Book Review: WHITE DEATH

PrintE-mail Written by Alister Davison

Review: White Death / Author: Daniel Blake / Publisher: Harper / Release Date: December 20th

White Death is Daniel Blake’s third novel to feature Franco Patrese. The tone is set with the opening line: “It’s not hard to shrink a human head”. And just like that the reader is gripped by the lapels and thrown straight into the story.

It’s a good one, too. Bodies are being found at Ivy League colleges, each left with a tarot card in place of a head. One of them is the mother of young chess grandmaster Kwasi King, who is due to defend his title in front of the world very soon. Add to that the fact that some victims are dispatched with cool precision, while others have been killed in a frenzy – which would suggest that two separate killers are on the loose – and Patrese really does have his hands full.

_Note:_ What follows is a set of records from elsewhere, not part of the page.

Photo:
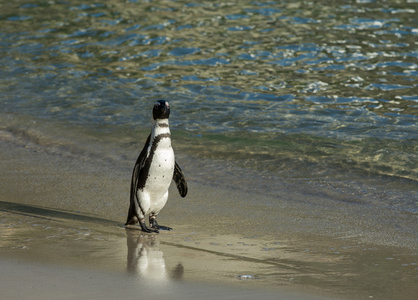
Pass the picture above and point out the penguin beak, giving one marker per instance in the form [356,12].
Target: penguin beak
[161,110]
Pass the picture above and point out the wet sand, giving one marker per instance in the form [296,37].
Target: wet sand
[61,224]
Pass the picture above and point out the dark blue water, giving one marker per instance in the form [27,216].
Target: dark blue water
[322,95]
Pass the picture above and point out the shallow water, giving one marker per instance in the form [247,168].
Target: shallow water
[316,94]
[268,97]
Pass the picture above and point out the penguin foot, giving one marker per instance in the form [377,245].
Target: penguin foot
[153,223]
[146,229]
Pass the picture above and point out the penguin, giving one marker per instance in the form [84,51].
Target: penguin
[153,172]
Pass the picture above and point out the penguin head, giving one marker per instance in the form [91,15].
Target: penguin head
[161,110]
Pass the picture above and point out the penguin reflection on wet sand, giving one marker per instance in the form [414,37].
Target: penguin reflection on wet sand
[153,172]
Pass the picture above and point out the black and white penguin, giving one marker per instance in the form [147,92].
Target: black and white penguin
[153,172]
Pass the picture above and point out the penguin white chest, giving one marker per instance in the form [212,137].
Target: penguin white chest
[161,169]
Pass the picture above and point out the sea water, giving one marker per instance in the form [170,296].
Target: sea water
[319,97]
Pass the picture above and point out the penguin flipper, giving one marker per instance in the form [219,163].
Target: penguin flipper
[180,180]
[136,183]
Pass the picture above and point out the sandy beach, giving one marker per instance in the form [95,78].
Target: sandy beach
[62,234]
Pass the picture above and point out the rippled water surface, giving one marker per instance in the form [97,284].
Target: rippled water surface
[310,90]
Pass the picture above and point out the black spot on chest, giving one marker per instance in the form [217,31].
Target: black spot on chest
[144,173]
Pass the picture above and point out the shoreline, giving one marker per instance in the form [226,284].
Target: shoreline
[69,214]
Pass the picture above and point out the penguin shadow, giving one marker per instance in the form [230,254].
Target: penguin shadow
[146,260]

White Death’s plot plays like a chess game, full of distracting moves, manipulations and sacrifices, both emotional and physical. They’re believable for the most part, with only one coincidence taking things a step too far. While there’s no supernatural horror, the nature of the murders and the killer’s grisly trophies certainly take this thriller to the edge of the genre. The pace is unrelenting, and the reader is only allowed a few pauses for breath.

My only criticisms are slight. Patrese is a good character, but we learn little about him over the course of this book. It’s no surprise; this is the third to feature him, and I’m sure those who’ve read the previous two novels won’t want to tread old ground. White Death often reads like a screenplay in places, with some pages of dialogue never expressing who is speaking, making the reader return to the start to work it out. Then there’s the end. It reads like a cliffhanger, but with nothing to follow it. It’s an apt conclusion, yet I did initially wonder if the last few pages of the book were missing.

White Death is a gripping, satisfying thriller, its horror being in the psychological state of its killers rather than more overt genre fare. While Patrese’s previous two cases are mentioned here, they’re never spoiled, and I’m sure they’re well worth seeking out.